Uluslararası ilişkilerde "küçük ve önemsiz haberler" diye bir şey yok artık!
O yüzden dikkatli olmak ve hafızamızı diri tutmak zorundayız.
Ne için?
Dünyada olup bitenleri ve daha önemlisi pek yakında olacakları anlamak için.
Bazı küçük olayların büyük bir "operasyon ağı"nın parçaları olduğunu görmezden gelmek pahalıya patlayabilir.
***
Hatırlayalım...
Üç ay önceydi...
Pakistan'ın yeni yönetimi Çin'le 64 milyar dolarlık ticaret anlaşmaları yapmak üzere masaya oturmuş, üstüne üstlük
Çin'den hava savunması
için gelişmiş teknolojili yeni silahlar alacağını
açıklamıştı.
Trump çok sert çıktı ve "terörle mücadelemize destek olmayan
Pakistan'a yardımlarımızı keseceğiz" dedi. Yetmedi, Twitter'dan Pakistan yönetimine
"ahmaklar" diye hakaret etti.
Imran Han "Biz size 11 Eylül saldırılarından beri yardım ediyoruz ama Afganistan'ın hali ortada, hiçbir şeyi başaramadınız" mealinde sözlerle karşılık verdi.
Sonra?
İşte orası önemli...
Pakistan bombalarla kavruldu.
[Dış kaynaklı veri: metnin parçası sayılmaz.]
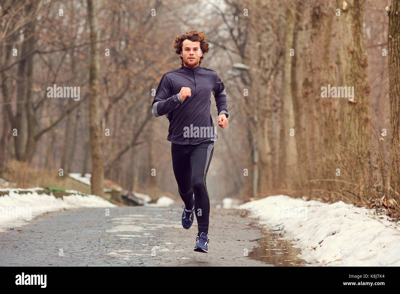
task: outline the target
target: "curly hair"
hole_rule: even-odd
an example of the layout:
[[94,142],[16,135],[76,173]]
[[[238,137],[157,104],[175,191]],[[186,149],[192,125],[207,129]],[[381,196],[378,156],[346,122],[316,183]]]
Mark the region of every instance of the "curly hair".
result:
[[[180,55],[182,52],[182,43],[186,39],[192,42],[198,41],[200,42],[200,48],[203,52],[203,54],[208,52],[208,43],[206,41],[206,35],[202,32],[197,32],[196,30],[192,30],[186,32],[186,34],[182,34],[177,37],[174,37],[174,48],[175,48],[175,53]],[[204,55],[200,58],[199,64],[201,64],[201,60],[204,58]],[[183,64],[183,58],[180,56],[181,66]]]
Terör saldırılarında onlarca insan öldü.
Dahası bu saldırılardan biri fazla manidardı, çünkü doğrudan
Çin'in Karaçi konsolosluğuna yapılmıştı.
Şuraya da bir mim koymakta fayda var: Saldırıları
Belucistan Kurtuluş Ordusu adlı örgüt üstlenmişti.
***
Şimdi üç ay önceyi bırakalım...
Pakistan ve Çin ilişkilerinin hız kesmeden devam ettiğini akılda tutarak geçen hafta sonuna bakalım...
96 saat içinde
İran Devrim Muhafızları'na ve
Hindistan'da bir askeri konvoya terör saldırısı düzenlendi.
İran ve Hindistan saldırılardan Pakistan'ı sorumlu tuttu.
Dün de Pakistan'da bir askeri konvoy saldırıya uğradı.
Rastlantı mı bütün bunlar?
Hayır!
Bana sorarsanız,
Pentagon, "haylazlık" eden Pakistan'ı Hindistan ve İran'la sıcak savaşa iterek cezalandırmak istiyor.
O bölge İpek Yolu için hayati önemde.
Pakistan, Çin'le flörtünü sürdürmekte ısrar ederse ne olur?
Yaşayıp göreceğiz.
2006'da
Pentagon'da çizilen ve dönemin neo-conları tarafından benimsenen malum haritanın devreye sokulması da bir ihtimal.
Hani P
akistan'ın küçüldüğü, Belucistan diye bir devletin çizildiği harita...
Gidişat öyle.
***
Hepsi bir yana, şurası net...
İlkbaharda gözümüz Pakistan ve İran'da olacak.
Türkiye bu gelişmelerin uzağında değil!
Bizi yeni stratejiler geliştirmeye ve teyakkuzda olmaya iten bir sürece girdik.